Мои добрые феи по гранитным ступеням свели меня к самой воде, достали батистовые платочки, обмакнули их в невскую воду, приложили к моему лицу. Мой нос был расквашен, кровь била ключом из обеих ноздрей. Кровоточили губы и десны. Вода была холодна и пахла мазутом. Заботу и ласку моих любимых девушек я принял как должное, я их заслужил. Так раненый воин принимает заботы медицинских сестричек. Касания девичьих перстов, сострадание во взорах целительнее любых примочек и промываний.
Тех, самых красивых, девушек из соседней женской школы я больше ни разу не встретил. Любовь к ним постепенно прошла.
Наутро моя бабушка, замывая кровь на новехоньком пиджаке, ворчала:
— Эк тебя угораздило. Да как они смели избить-то тебя, сердешного. Ты у нас смиренный да робливый, никого и пальцем не тронешь. А они экие звери, в кровь мальчика извозили. Оно тебе и наука, Васенька, родненький, другой раз неповадно будет ночами бог знает где шляться. За битого двух небитых дают.

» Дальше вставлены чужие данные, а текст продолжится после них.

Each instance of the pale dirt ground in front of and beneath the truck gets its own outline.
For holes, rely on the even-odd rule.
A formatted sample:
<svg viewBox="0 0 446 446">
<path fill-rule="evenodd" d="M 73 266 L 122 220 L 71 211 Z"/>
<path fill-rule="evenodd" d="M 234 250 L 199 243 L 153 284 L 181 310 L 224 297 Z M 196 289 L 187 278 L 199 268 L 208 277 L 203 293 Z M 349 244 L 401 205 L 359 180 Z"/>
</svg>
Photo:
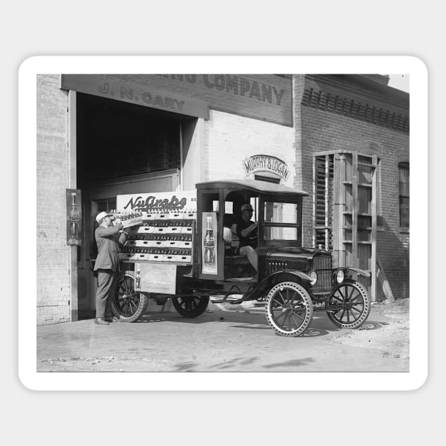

Оно конечно, дают. Но бабушка резала по живому. Так не хотелось быть смиренным, робливым. Хотелось быть дерзким и сильным.
Потом я научусь наносить удары, причинять боль другим, побеждать. И — маяться этой болью других. Быть битым худо, но много хуже извозить в кровь того, кто слабее тебя…
Вальс из оперы «Фауст»
Где-то тихо, чуть внятно играет музыка, словно еще не музыка — оркестранты трогают струны смычками. Можно музыку заказать — мою, для меня.
Есть же, должна быть у каждого человека своя музыка, нет, не симфония, не соната — какой-нибудь отголосок чего-то, из давнего, юного времени: песня, медленный блюз или вальс...
Слушаю музыку и еще размышляю о ней, стараюсь что-то припомнить, найти в себе музыкальный участочек, забытую шкатулку... Но слуха нет у меня. То есть я слышу, конечно, но коротка память моих ушей. Играют по радио ноктюрн Шопена, а для меня это все равно что рапсодия Листа...
В юные годы казалось, что слух можно развить посредством тренировок, как бицепс. Вначале развить пальцовку, чтобы пальцы стали проворными, шустрыми щупальцами слуха. Пальцовку я развивал на аккордеоне марки «Рояльстандарт», на итальянском бордово-перламутровом полном аккордеоне с шестью рядами басовых кнопок, с тремя регистрами. Аккордеон мне купили родители за пять тысяч в сорок шестом году.
Аккордеонов много продавалось после войны. Лучшим аккордеоном считался «Хунер». Полный «Хунер» стоил семь тысяч и даже восемь.